You could keep a list of common quotation mark unicode characters (here's a list for a good start) and build the part of regex that matches quotation marks programmatically.
I can only help you with the original question about quotations marks. As it turns out, Unicode defines many properties per character and these are all available though the Unicode Character Database. "Quotation mark" is one of these properties.
How many different types of quotes exist?
29, according to Unicode, see below.
The Unicode standard brings us a definitive text file on Unicode properties, PropList.txt, among which a list of quotation marks. Since Python does not support all Unicode properties in regular expressions, you cannot currently use \p{QuotationMark}. However, it's trivial to create a regular expression character class:
// placed on multiple lines for readability, remove spaces
// and then place in your regex in place of the current quotes
[\u0022 \u0027 \u00AB \u00BB
\u2018 \u2019 \u201A \u201B
\u201C \u201D \u201E \u201F
\u2039 \u203A \u300C \u300D
\u300E \u300F \u301D \u301E
\u301F \uFE41 \uFE42 \uFE43
\uFE44 \uFF02 \uFF07 \uFF62
\uFF63]
As "tchrist" pointed out above, you can save yourself the trouble by using Matthew Barnett's regex library which supports \p{QuotationMark}.
Turns out there's a much easier way to do this.
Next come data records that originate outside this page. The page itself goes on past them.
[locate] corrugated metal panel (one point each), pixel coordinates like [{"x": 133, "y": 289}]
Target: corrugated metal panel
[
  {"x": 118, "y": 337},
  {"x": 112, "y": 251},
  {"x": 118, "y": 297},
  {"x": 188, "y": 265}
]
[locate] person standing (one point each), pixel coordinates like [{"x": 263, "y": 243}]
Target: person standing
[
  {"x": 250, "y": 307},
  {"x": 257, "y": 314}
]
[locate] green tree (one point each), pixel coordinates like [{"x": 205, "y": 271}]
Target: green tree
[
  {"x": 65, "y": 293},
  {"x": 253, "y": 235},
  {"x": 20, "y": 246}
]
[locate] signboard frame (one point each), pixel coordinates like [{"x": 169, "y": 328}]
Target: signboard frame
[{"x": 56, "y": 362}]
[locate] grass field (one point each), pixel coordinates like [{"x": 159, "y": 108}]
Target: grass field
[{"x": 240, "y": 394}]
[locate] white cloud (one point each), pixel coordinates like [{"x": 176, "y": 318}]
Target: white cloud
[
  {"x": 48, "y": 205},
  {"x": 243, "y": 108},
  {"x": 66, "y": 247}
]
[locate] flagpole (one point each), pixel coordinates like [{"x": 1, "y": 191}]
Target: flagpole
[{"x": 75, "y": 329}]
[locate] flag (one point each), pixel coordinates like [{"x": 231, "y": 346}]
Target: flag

Just append the literal 'u' in front of your regex you write in python.
regexp = ru'\"*\“*'
Make sure you use the re.UNICODE flag when you want to compile/search/match your regex to your string.
re.findall(regexp, string, re.UNICODE)
Don't forget to include the
#!/usr/bin/python
# -*- coding:utf-8 -*-
at the start of the source file to make sure unicode strings can be written in your source file.